At first glance it may seem that I’m “giving in” to her whims and tantrums but I’m not. I understand that if she’s being unreasonable about her food, there’s probably something else bothering her. More likely than not, after a long nap or long play date she is hungry beyond understanding hunger.
This small snack or treat will raise her blood sugar, curtail a bit of the hunger and put her at ease. 10 to 15 minutes after that, she will eat her lunch or dinner without fuss. The snack acts as a catalyst.
The best way to set up good eating habits is to make the eating habits an intricate part of your life with your kid. Sit down to eat at the same time with them. Try to feed them the same things you eat; they want to be part of it and they notice when you give them something different. Although they can’t express it, their little minds are wondering why you have one type of food when you’re giving them something different.
I also include Claire in grocery shopping trips and cooking the food (see this post). This gets her more involved and gets her to understand that she made what she’s about to eat. She helped pick it out of the shelves at the store, she helped mix it at home and now she’s going to enjoy it. In case you didn’t visit that link yet, the video below shows you how she I involve Claire even with grocery shopping.

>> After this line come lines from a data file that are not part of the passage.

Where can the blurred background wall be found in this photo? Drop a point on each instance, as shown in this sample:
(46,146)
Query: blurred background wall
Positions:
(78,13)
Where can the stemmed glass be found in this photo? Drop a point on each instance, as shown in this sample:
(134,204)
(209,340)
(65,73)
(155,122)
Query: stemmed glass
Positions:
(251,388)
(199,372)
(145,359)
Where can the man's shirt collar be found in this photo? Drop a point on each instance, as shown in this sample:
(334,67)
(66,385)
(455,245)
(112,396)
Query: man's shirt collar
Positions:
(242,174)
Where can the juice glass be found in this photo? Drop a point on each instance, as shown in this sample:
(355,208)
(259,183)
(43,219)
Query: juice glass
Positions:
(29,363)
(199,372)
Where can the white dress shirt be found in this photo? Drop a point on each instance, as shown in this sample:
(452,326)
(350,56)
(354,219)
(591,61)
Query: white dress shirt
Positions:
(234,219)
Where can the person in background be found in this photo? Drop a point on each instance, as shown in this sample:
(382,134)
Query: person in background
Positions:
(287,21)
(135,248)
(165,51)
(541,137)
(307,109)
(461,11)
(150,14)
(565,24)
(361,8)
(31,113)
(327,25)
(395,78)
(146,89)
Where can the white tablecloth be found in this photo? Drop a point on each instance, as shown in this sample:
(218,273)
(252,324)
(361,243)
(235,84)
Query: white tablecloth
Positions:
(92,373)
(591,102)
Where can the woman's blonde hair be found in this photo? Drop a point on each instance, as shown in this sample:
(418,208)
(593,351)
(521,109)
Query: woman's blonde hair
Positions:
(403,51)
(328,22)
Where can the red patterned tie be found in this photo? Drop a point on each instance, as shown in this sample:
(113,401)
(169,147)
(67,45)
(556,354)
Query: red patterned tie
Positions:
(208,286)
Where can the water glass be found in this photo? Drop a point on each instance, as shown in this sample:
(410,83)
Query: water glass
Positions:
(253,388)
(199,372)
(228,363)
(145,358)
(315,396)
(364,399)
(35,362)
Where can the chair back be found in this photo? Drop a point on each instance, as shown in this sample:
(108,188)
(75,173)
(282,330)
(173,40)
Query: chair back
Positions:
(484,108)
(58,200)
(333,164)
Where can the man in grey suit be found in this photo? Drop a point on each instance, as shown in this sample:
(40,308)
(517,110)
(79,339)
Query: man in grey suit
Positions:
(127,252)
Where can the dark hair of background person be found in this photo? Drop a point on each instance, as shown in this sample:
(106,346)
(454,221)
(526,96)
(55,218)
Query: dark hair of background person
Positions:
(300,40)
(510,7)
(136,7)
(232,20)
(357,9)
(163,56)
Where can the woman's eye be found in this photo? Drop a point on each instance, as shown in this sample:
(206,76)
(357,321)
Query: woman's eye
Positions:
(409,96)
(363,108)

Food isn’t just about nutrition, food is about family and bonding. Your kid doesn’t understand that an apple has more nutrition than a tortilla chip. All they understand is that they like it, it fills them up and it feels nice and they crave sharing that experience with you. They want to know how your react to it, how you act with it, why you eat it and they want to just learn. Involve your kids in their meals and make them fun. Try to make that a central focus of all your meals and you should have no problem feeding your child.